Up close: Tyrone Bird

Up close: Tyrone Bird Photo: Lisa Duncan Photography

Learning the unique stories that underpin our kōrero o mua (history and traditions) is something Ngāti Apa ki te Rā Tō rangatahi Tyrone “Whero” Bird enjoyed most when he joined the 10th Mana Rangatahi wānanga.

“It was great to meet all the cuzzies and learn about some of the history and the practice of wearing tipare kawakawa over the eyes as a sign of respect to Kupe when passing the place of his historic battle,” Tyrone says.

Accessing Māori stories is something Tyrone, is passionate about.

“Despite the way colonisation has changed the way we live, we still have our own language, culture and history - I would like to see more opportunities for everyone to learn about Aotearoa indigenous history.”

Tyrone, who is of Ngāti Apa ki te Rā Tō, Te Aitanga ā Hauiti and Ngāti Tūwharetoa descent, was born in Te Waiharaheke (Blenheim) but grew up in Uawa (Tolaga Bay) and Turanganui a Kiwa (Gisborne).

The 17-year-old has spent his entire school life at Māori language immersion kura in Turanganui a Kiwa - first at Te Kura Kaupapa Māori o Nga Uri a Māui, before recently shifting to Te Kura Kaupapa Māori o Hawaiki Hou.

Growing up in an educational environment where only te reo Māori is spoken means Tyrone is much more comfortable speaking, writing and reading Māori than English and his academic results are making his whānau proud.

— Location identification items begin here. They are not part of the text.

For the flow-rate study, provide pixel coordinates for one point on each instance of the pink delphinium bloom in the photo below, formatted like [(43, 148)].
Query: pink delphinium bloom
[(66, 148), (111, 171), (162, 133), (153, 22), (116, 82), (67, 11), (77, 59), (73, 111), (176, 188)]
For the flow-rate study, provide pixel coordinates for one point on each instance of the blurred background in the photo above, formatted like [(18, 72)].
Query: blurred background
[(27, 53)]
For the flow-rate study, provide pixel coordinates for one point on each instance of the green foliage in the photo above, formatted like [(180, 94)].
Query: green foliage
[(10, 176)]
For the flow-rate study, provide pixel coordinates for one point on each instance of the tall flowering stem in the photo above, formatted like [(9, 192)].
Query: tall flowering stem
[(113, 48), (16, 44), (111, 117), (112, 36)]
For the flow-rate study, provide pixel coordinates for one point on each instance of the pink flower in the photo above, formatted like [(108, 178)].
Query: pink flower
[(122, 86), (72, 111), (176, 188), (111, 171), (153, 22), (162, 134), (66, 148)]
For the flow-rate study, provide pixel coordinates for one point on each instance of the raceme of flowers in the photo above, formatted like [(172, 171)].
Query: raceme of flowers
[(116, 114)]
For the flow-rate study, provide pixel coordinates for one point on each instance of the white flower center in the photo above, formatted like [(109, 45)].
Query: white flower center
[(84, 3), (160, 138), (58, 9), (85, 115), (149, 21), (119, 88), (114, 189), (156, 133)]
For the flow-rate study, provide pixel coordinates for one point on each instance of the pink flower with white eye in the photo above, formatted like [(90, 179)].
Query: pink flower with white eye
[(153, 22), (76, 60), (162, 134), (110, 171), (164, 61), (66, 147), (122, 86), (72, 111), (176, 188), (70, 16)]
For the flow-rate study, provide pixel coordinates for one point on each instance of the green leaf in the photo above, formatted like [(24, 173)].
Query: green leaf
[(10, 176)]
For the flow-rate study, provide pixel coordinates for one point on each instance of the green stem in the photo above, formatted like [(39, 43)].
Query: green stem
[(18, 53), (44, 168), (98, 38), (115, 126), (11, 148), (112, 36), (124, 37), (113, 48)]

Last year he achieved his NZCEA Level 1 qualifications and earned Excellence in Māori and Science.

Tyrone grew up taking part in kapa haka at a kura level and has excelled, going on to represent his region at the pinnacle event for Māori performing arts, Te Matatini. His skill and passion for kapa haka has seen him chosen as kaitātaki (leader) tāne for his region for three years, as well as being chosen as kaitātaki tāne for his kura for the past six years.

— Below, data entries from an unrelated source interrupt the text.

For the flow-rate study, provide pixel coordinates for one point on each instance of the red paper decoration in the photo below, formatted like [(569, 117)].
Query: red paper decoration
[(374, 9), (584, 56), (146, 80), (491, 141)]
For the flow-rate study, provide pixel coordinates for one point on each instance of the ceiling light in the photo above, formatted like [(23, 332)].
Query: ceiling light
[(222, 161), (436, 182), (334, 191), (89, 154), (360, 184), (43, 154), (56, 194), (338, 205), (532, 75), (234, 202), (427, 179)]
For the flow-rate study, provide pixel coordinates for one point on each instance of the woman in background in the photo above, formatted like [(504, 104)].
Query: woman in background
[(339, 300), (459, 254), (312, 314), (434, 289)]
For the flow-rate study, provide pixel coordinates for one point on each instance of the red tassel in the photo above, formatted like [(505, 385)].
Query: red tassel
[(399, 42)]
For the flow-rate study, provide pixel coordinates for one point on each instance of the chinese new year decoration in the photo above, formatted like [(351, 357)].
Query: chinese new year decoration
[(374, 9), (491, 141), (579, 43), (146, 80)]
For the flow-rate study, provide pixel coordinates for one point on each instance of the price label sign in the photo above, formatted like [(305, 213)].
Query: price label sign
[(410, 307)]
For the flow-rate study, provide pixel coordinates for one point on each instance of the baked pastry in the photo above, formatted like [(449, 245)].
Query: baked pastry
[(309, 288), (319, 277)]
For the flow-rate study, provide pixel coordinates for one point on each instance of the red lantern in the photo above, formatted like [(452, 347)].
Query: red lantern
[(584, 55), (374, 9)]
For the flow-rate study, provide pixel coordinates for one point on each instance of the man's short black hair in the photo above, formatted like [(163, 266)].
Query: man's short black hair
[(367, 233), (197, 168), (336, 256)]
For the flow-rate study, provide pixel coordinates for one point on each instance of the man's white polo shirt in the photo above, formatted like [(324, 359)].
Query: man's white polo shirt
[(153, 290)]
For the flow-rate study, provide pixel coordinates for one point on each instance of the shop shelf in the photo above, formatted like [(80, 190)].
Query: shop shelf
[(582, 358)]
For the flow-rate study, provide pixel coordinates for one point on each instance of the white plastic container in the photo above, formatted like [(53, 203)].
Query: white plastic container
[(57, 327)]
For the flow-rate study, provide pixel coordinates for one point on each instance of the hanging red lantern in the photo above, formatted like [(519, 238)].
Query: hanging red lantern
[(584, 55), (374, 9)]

When he was about 11, he tried his hand at waka ama for the first time and was asked to join his local club. Needless to say, he took to waka ama like a duck to water and has been training and competing in waka ama competitions ever since.

He’s competed in solo and team events and in sprint and long-distance categories. In season, training is relentless with up to three sessions a day in the lead-up to competitions.

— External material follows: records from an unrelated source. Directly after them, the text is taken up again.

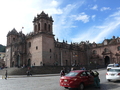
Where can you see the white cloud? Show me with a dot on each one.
(82, 17)
(97, 33)
(93, 17)
(20, 13)
(118, 8)
(94, 7)
(105, 8)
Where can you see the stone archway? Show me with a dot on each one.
(18, 61)
(106, 60)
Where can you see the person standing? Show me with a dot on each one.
(96, 79)
(6, 75)
(62, 72)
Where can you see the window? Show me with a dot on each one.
(49, 27)
(94, 52)
(13, 39)
(39, 27)
(118, 48)
(106, 50)
(36, 47)
(50, 50)
(45, 26)
(35, 28)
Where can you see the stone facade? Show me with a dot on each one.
(39, 48)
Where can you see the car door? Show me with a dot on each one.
(84, 77)
(90, 78)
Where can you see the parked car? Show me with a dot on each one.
(77, 79)
(110, 66)
(113, 74)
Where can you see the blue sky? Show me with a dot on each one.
(74, 20)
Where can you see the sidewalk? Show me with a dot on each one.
(21, 76)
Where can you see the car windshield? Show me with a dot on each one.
(114, 70)
(72, 74)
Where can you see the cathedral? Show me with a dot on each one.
(39, 48)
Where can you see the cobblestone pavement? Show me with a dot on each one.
(48, 82)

But the mahi pays off - he made it into the solo sprint finals at the National Waka Ama Championships last year, and his team came third in the U-19 16km event. He also travelled to Tahiti to compete in the World Waka Ama Championships with Mareikura Waka Ama Club at the IVF Va’a World Sprint Championships.

This year his team nabbed a gold medal in the open long-distance finals at the nationals held in Auckland - he’s certainly one to watch out for on the water.

After spending some time in Te Tauihu, Tyrone has come to realise that all regions are not equal when it comes to opportunities for Māori to learn their own history, stories and language. He is grateful to have had a Māori-centric upbringing.

“I reckon, if you want to learn it, you’ve got to chase it, you’ve got to go out there with an attitude to want to learn,” Tyrone says.

“The whole family has to be a part of it - there’s no point in sending your kids to kura kaupapa, if parents aren’t going to learn it too - te reo has to be used all the time until it becomes something you can use every single day.”